Ein Novum für Italien ist eine dunkelhäutige Ministerin. Die 49-jährige Ärztin und Menschenrechtlerin kongolesischer Abstammung Cecile Kyenge rückt zur Integrationsministerin auf. Sie ist Sprecherin des Verbandes "1. März", der sich gegen Rassismus und für Migrantenrechte einsetzt. Die Mutter von zwei Töchtern, die in der norditalienischen Region Emilia Romagna lebt, will sich als Ministerin für eine Reform des strengen italienischen Einwanderungsgesetzes einsetzen. Ferner will sie, dass neugeborene Migrantenkinder automatisch die italienische Staatsbürgerschaft erhalten, auch wenn beide Eltern Ausländer sind.

Die Jüngste unter den Frauen im neuen Kabinett ist Landwirtschaftsministerin Nunzia Di Girolamo.
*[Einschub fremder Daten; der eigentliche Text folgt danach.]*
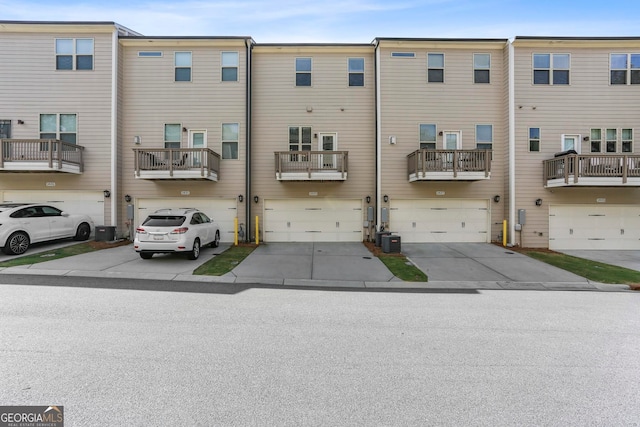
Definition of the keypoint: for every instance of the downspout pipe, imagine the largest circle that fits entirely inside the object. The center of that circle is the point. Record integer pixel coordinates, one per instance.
(512, 147)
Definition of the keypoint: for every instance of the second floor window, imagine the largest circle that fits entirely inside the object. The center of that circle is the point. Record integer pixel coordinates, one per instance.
(428, 137)
(551, 69)
(356, 71)
(63, 127)
(182, 66)
(74, 54)
(625, 68)
(481, 67)
(229, 66)
(435, 67)
(303, 71)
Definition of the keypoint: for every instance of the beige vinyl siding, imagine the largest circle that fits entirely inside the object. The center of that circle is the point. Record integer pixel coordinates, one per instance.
(407, 100)
(151, 99)
(31, 86)
(336, 108)
(588, 102)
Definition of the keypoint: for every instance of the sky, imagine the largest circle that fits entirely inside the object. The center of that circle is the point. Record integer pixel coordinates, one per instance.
(343, 21)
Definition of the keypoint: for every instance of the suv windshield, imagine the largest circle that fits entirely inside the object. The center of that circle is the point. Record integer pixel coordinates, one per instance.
(164, 221)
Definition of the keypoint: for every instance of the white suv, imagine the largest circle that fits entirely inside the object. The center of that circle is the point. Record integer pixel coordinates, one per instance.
(183, 230)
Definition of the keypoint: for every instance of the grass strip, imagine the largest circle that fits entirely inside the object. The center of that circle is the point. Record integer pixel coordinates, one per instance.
(224, 262)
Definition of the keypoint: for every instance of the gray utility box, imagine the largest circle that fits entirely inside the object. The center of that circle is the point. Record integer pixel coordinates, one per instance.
(391, 244)
(105, 233)
(379, 236)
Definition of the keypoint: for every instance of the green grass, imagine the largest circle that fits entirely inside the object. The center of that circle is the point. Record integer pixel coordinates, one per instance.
(225, 262)
(80, 248)
(400, 267)
(592, 270)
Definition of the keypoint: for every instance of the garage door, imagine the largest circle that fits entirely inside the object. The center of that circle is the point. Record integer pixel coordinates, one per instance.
(440, 220)
(223, 211)
(313, 220)
(594, 227)
(75, 202)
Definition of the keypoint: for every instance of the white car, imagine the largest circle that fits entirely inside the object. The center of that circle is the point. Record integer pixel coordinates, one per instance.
(183, 230)
(22, 224)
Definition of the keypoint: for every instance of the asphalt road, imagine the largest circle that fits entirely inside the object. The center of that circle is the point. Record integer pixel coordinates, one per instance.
(124, 353)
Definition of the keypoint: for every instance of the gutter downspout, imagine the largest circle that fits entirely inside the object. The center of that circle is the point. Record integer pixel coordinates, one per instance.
(512, 148)
(114, 128)
(248, 196)
(378, 138)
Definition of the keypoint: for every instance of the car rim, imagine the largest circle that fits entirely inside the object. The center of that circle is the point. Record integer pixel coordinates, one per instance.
(19, 244)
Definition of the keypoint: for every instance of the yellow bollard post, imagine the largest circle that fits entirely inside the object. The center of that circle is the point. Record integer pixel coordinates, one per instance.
(257, 231)
(235, 231)
(504, 233)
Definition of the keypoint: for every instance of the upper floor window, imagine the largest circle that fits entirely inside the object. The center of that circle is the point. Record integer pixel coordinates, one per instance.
(74, 54)
(229, 66)
(551, 69)
(625, 68)
(303, 71)
(5, 129)
(481, 67)
(534, 139)
(63, 127)
(356, 71)
(182, 64)
(435, 67)
(172, 135)
(230, 137)
(428, 137)
(484, 137)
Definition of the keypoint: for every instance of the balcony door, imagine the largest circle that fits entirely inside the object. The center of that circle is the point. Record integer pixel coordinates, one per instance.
(328, 142)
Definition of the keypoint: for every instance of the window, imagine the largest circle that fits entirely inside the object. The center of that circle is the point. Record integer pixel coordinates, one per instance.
(596, 140)
(172, 135)
(356, 71)
(63, 127)
(534, 139)
(427, 137)
(229, 66)
(435, 67)
(481, 67)
(74, 54)
(551, 69)
(230, 138)
(484, 137)
(183, 66)
(5, 129)
(612, 140)
(303, 71)
(627, 140)
(625, 68)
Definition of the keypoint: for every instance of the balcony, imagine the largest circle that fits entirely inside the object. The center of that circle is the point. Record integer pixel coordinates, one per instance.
(311, 165)
(40, 155)
(592, 170)
(177, 164)
(449, 165)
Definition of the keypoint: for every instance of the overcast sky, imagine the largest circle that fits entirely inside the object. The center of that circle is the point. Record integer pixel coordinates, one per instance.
(343, 21)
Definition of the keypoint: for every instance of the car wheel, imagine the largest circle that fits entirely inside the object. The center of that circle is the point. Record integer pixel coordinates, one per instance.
(16, 244)
(83, 232)
(216, 240)
(195, 252)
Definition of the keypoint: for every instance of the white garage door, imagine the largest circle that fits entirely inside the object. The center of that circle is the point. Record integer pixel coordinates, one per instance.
(313, 220)
(594, 227)
(74, 202)
(440, 220)
(223, 211)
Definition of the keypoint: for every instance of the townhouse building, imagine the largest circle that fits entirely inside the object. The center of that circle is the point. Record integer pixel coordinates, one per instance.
(438, 140)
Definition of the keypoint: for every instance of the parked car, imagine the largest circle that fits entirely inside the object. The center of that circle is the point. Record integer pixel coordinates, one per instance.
(176, 231)
(22, 224)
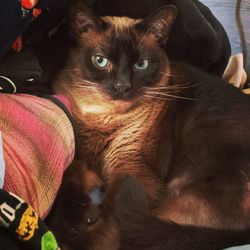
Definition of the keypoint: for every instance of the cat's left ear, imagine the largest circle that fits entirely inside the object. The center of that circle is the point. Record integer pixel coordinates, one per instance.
(160, 23)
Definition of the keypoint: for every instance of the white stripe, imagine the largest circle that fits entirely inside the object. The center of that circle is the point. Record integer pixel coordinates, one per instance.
(2, 165)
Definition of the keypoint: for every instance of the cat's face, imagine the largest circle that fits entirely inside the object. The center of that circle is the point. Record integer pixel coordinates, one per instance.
(119, 56)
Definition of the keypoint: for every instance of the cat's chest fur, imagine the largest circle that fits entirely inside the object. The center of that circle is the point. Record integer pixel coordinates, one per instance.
(109, 142)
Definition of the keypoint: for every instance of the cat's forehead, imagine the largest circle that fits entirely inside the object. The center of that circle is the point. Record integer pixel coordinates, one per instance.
(120, 38)
(121, 23)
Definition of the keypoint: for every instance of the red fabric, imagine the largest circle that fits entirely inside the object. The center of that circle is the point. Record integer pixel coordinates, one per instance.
(38, 145)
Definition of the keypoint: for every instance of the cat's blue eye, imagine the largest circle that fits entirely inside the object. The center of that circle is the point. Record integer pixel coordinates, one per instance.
(100, 61)
(142, 65)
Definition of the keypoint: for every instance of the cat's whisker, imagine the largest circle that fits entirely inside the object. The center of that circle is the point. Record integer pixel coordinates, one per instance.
(167, 74)
(173, 88)
(141, 101)
(155, 97)
(84, 80)
(169, 95)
Die 37-jährige Vertraute Berlusconis sitzt seit 2008 im Parlament und ist mit einem Abgeordneten aus den Reihen der rivalisierenden PD verheiratet. Die Parlamentarierin hatte Berlusconi wegen seiner Verwicklung in Sexskandale immer wieder vor der Kritik aus Frauenverbänden vor den Medien in Schutz genommen. Aus den Berlusconi-Reihen stammt auch die 42-jährige Beatrice Lorenzin, die zur Gesundheitsministerin avanciert.

Zur Rosa-Fraktion in der neuen Regierung Letta gehört auch die parteiunabhängige Mariachiara Carrozza; sie ist Bildungsministerin. Die 47-jährige Ingenieurin aus Pisa leitet die Elite-Universität Sant' Anna in Pisa.